Chronic Acrylamide Exposure in Male Mice Results in Elevated DNA Damage in the Germline and Heritable Induction of CYP2E1 in the Testes.

Acute acrylamide exposure in male rodents results in reduced reproductive performance and dominant lethality. However, the reproductive effects of low dose chronic exposure, which better reflects the nature of human exposure, remain far less certain. Human dietary consumption of acrylamide has been estimated at an average of 1-4 µg/kg bw/day. In order to simulate this exposure, male mice were provided with acrylamide (1 µg/ml) via their drinking water continuously for six months, which was equivalent to a human dose of 10.5 µg/ kg bw/day. This exposure regime increased DNA damage in the spermatozoa, without affecting a concomitant reduction in overall fertility. The offspring of acrylamide treated mice did not have an increased incidence of skin papilloma formation following the two-stage tumor induction protocol. However, the male offspring of acrylamide treated fathers had significantly increased levels of DNA damage in their spermatozoa, despite having had no direct toxicant exposure. It was also found that the F0, and most crucially, F1 mice had increased levels of CYP2E1 protein in their germ cells. This is significant as CYP2E1 is the sole enzyme responsible for conversion of acrylamide to its harmful metabolite glycidamide. This altered expression may be due to epigenetic alterations. Additionally, the F0 and F1 mice had increased oxidative adducts in the DNA of their germ cells, which was hypothesized to arise as a byproduct of increased CYP2E1 activity. Therefore, chronic paternal acrylamide exposure in mice has consequences for their offspring, and raises concerns for the effects of acrylamide exposure in the human population and the accumulated effects with multiple generations of exposure.

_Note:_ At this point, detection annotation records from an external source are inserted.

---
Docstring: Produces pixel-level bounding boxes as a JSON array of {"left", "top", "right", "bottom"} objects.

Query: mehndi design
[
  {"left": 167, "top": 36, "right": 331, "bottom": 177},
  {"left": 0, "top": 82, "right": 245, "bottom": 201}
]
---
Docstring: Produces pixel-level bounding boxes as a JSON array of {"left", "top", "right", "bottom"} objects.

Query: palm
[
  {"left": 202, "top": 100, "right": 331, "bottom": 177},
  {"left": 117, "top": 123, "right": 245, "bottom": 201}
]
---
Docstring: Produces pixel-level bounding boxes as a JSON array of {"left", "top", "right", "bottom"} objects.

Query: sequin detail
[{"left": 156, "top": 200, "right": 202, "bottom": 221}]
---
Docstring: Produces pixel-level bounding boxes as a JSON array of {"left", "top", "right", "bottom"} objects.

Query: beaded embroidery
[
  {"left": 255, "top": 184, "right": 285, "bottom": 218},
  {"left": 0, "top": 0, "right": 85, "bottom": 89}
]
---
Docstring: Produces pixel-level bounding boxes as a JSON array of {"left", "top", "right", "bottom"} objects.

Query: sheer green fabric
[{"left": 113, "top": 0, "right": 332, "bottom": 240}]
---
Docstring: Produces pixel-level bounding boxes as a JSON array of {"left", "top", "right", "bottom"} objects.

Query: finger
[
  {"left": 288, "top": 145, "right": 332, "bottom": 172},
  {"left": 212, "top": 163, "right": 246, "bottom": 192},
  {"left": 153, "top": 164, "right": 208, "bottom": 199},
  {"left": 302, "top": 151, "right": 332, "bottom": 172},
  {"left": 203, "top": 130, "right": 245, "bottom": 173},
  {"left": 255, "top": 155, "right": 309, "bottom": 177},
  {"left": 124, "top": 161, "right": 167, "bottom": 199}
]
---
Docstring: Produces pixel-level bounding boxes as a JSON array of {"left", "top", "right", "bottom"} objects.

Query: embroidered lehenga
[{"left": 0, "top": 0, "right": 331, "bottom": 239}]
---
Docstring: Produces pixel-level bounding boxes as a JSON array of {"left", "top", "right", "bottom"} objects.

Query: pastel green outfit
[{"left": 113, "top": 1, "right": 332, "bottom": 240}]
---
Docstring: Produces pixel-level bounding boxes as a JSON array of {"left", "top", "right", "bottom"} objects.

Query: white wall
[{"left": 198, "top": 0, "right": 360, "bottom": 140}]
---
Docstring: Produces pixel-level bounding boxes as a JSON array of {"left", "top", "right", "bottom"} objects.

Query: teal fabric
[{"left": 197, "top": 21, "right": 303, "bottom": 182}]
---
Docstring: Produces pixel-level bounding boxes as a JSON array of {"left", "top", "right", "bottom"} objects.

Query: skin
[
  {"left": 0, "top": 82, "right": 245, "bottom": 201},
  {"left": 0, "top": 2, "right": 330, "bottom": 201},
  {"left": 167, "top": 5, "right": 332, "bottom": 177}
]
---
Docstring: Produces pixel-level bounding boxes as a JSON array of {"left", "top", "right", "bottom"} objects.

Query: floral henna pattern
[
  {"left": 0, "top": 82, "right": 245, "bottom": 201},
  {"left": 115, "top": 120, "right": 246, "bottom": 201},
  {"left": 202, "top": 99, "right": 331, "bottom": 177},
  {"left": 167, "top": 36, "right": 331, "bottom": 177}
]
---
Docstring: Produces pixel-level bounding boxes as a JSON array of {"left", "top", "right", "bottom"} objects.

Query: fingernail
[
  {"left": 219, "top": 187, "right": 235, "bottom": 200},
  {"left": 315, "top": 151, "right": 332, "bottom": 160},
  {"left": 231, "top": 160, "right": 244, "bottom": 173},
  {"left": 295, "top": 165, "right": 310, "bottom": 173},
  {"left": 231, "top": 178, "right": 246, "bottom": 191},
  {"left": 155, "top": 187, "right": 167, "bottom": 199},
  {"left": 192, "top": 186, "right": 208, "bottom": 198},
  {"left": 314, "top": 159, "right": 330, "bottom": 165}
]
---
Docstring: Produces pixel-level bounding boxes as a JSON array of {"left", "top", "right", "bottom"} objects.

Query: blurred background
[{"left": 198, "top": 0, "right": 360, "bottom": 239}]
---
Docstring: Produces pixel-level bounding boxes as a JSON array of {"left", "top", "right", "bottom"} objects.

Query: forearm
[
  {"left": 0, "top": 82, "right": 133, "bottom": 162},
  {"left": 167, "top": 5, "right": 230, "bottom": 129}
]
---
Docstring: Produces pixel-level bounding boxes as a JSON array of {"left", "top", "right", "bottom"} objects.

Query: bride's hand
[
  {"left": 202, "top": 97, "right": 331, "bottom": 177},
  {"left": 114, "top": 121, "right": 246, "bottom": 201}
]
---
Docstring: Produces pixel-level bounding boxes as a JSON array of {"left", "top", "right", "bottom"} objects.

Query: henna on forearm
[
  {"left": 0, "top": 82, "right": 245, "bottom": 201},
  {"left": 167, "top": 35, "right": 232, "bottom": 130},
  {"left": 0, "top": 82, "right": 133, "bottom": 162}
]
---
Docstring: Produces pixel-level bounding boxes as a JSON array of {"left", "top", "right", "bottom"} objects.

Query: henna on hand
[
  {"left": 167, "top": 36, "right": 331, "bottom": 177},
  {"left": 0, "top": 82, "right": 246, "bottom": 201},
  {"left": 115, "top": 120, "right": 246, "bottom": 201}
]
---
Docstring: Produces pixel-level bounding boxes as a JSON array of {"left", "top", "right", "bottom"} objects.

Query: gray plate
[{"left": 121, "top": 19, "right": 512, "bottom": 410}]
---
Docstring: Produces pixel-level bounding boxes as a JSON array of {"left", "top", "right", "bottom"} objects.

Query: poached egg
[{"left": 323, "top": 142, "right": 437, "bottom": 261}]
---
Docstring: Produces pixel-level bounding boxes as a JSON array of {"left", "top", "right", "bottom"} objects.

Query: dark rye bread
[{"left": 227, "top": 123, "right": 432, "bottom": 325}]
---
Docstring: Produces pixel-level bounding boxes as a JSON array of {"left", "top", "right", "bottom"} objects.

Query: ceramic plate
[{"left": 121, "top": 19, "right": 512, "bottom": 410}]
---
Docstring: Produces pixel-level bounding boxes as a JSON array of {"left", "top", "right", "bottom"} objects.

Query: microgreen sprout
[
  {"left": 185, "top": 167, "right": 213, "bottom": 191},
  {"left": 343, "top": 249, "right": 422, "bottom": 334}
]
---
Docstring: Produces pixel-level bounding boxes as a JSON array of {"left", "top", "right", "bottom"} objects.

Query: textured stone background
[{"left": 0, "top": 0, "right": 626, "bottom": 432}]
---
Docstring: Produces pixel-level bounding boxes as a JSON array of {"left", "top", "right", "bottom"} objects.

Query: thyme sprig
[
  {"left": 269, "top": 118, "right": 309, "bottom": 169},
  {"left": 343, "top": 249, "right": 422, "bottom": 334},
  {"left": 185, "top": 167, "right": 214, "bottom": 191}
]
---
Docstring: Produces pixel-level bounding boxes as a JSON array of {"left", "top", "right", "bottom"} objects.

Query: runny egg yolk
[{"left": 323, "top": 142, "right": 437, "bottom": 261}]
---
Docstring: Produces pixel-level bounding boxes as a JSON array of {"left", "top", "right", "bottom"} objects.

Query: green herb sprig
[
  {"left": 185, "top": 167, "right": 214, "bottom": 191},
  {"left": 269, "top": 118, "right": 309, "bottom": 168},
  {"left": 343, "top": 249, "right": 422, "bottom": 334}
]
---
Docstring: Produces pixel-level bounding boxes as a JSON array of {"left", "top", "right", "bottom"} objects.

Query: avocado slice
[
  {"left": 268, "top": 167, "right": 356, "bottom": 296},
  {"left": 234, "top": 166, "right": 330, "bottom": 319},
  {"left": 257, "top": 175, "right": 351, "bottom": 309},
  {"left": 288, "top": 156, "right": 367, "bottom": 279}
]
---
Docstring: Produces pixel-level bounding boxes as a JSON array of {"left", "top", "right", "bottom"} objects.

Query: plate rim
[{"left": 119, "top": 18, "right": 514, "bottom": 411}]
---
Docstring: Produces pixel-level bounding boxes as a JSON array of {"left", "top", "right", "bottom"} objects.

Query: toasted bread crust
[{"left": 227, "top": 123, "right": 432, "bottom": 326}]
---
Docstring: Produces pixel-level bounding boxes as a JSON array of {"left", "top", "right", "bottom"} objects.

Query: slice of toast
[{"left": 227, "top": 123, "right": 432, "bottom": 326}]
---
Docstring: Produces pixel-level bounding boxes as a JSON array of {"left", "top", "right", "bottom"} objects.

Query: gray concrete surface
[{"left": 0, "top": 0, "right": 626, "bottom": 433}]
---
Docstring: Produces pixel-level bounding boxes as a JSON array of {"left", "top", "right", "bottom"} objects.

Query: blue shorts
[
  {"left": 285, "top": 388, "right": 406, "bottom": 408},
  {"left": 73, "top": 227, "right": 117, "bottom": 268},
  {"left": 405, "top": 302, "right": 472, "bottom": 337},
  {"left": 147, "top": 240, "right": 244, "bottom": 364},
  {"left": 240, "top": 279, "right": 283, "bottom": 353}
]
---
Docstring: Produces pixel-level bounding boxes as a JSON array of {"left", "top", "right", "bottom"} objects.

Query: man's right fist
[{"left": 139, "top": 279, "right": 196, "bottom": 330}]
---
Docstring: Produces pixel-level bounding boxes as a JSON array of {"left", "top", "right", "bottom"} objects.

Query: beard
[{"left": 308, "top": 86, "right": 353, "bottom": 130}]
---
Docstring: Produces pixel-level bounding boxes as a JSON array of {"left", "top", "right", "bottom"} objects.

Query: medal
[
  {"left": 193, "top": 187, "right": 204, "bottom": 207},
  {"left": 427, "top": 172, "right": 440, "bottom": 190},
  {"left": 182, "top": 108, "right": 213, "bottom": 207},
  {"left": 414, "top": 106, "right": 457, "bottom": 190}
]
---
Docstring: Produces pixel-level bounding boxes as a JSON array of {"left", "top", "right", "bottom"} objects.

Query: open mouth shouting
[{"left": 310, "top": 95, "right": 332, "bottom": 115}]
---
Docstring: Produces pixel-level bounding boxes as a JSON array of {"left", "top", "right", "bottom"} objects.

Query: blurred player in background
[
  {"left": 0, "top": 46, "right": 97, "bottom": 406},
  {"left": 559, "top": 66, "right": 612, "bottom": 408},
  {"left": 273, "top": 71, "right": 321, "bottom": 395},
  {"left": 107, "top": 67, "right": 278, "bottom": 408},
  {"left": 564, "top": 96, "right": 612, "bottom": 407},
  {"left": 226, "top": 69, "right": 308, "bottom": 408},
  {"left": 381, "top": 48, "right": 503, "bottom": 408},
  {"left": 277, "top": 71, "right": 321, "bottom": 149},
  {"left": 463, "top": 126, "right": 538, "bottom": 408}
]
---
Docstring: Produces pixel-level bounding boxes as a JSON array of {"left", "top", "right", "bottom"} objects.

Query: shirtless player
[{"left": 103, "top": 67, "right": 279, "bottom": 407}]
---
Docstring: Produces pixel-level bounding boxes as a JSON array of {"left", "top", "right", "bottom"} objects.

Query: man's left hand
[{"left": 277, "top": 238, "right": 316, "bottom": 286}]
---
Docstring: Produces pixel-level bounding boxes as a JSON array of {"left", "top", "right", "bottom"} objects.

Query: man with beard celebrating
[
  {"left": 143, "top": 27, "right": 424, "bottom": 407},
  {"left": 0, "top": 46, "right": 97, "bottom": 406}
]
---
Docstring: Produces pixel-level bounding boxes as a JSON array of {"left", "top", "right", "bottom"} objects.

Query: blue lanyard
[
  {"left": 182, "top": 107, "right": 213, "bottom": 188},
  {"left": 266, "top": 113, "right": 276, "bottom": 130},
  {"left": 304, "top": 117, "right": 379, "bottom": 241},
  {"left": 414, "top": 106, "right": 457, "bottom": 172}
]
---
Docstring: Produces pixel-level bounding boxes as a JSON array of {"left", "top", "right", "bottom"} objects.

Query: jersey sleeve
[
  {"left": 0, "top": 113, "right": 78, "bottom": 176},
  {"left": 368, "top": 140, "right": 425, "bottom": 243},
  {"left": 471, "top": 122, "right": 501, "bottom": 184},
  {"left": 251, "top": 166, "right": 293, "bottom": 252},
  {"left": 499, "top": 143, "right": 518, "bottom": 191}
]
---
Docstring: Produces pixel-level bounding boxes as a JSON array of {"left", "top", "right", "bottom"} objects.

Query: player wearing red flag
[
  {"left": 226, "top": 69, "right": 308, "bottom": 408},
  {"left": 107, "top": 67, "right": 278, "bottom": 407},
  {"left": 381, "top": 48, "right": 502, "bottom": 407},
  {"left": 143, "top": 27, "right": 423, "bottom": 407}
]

Chronic acrylamide exposure in male mice induces DNA damage to spermatozoa; Potential for amelioration by resveratrol.

Humans are chronically exposed to acrylamide since carbohydrate rich foods contain the toxicant as a result of cooking at high temperatures. While acrylamide is unreactive with DNA, it is readily oxidised to glycidamide, which adducts with DNA. This metabolism occurs via the enzyme, cytochrome P450, family 2, subfamily E, polypeptide 1 (CYP2E1). Acrylamide was administered to male CD1 mice for three or six months at a dose of 0.18mg/kg bodyweight/day. DNA damage was detected in germ cells and mature spermatozoa of exposed mice without compromising their overall fertility. The use of resveratrol, an antioxidant and known CYP2E1 inhibitor, was found to ameliorate the DNA damage in both germ cells and spermatozoa. However, extended resveratrol treatment (six months, 10.0mg/kg bw/week) resulted in premature activation of these cells. Thus the DNA damage found in spermatozoa after chronic acrylamide administration can be alleviated but an alternative CYP2E1 inhibitor may be required.